Antiviral Therapies: toxicity and drug resistance

Therapies based on nucleotide analogs bear two caveats.

  • One is their potential toxicity for the patient.Most of our selected nucleotide analogs are devoid of cytotoxicity.
    As far as genotoxicity is concerned, our nucleotide analogs have been selected for their ability to be substrates for viral polymerases, but not for cellular polymerases, including Pol gamma (mitochondrial). Hence toxicities may be of no or only minor concern, as has been shown by toxicogenomics in human hepatic cell cultures exposed to several of the selected active nucleotide analogs (see HT tToxicogenomics section of Vigilent Technologies).
  • The second problem is drug resistance, which is the rule with present-day antiviral medications.
    For instance, when treating HIV1 or HCV infected patients with nucleotide analogs devoid of OH linked to C3’, elongation of the nascent chain aborts. The virus is then forced to explore its genetic repertoire and find mutations that can resist and overcome the abortion, thereby developing drug resistance.
    To the contrary, our nucleotide analogs do not block elongation of the nascent chain, allowing the viral polymerase is able to proceed and incorporate the next nucleotide without any selectivity pressure. This does however not warrant elongation of an additional nucleotide. Indeed, in RNA double helices, ribose pucker is usually C3’ endo. If a C3’ endo nucleotide is paired to a C2’ endo analog, the double helix will display a strong bend. Consequently, if a nucleotide analog attached to the nascent chain is C2’ endo, chances are that, for the next nucleotide, the triphosphate group at C5’ is displaced from the active site of the polymerase, due to the induced bend. Processivity would then be abolished one or two nucleotides passed the incorporation of the C2’ endo nucleotide analog.

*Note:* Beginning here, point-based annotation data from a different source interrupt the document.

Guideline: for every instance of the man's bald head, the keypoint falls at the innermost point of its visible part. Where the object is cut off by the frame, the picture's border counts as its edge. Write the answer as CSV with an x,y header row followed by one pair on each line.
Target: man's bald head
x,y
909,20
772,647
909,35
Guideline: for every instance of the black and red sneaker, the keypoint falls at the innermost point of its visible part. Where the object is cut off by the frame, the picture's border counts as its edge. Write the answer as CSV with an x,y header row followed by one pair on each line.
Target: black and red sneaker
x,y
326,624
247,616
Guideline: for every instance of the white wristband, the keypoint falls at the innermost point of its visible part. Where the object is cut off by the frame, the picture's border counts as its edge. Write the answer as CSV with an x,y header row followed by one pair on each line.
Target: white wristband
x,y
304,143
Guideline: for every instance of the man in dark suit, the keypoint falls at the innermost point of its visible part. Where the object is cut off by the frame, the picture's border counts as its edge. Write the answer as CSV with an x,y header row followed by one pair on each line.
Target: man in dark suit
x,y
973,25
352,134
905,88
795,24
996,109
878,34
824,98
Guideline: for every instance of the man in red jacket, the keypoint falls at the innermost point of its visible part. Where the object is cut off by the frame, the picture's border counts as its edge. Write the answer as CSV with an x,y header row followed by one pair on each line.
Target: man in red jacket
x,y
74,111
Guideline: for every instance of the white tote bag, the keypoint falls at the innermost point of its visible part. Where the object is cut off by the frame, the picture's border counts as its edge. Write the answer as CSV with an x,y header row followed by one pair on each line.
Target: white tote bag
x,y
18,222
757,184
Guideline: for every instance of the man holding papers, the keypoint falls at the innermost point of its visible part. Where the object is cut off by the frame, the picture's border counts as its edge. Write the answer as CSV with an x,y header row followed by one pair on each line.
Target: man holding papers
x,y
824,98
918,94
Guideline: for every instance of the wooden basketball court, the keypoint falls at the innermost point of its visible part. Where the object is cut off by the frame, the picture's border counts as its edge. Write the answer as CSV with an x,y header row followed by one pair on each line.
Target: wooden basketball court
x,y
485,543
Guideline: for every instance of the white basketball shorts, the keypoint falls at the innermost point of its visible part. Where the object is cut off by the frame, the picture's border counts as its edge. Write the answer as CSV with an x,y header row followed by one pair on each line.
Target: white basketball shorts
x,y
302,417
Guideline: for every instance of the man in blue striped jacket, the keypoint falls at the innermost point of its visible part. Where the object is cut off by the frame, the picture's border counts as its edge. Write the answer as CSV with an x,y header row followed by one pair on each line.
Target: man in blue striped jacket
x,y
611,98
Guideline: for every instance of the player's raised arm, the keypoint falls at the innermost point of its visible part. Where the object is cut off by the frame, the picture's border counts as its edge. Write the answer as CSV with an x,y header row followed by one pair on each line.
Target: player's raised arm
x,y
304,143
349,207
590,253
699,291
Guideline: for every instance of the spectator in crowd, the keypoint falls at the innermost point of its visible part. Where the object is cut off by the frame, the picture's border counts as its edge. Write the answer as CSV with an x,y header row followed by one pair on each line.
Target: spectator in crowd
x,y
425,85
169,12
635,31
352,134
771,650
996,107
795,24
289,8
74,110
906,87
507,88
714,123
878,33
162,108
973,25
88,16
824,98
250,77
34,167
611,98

Our therapies deal primarily with therapies against HIV1 and other retroviruses or pararetroviruses (HBV), but target also many RNA virus quasi-species. The patents also claim provision for appending triphosphate C5’ of the nucleotide analogs and their formulations as prodrugs.

The general strategy described in our patents is generic and can be applied to the treatment of diseases due to viral quasi-species, in particular RNA virus quasi-species, whether direct RNA viruses with positive polarity (Coronaviridae, Flaviviridae) or negative polarity (Filoviridae, Togaviridae, Bunyaviridae, Arenavirus, Paramyxoviridae, Orthomyxoviridae). About one human in 5 (some 1.5 billion world-wide) is affected by diseases involving these viral species.

For a decade now, several publications have described antiviral activities of nucleotide analogs sharing precisely the basic concept of our patents, mainly those active against HCV and Ebola. They provide proof that this concept is valid and can be successfully applied to viral quasi-species.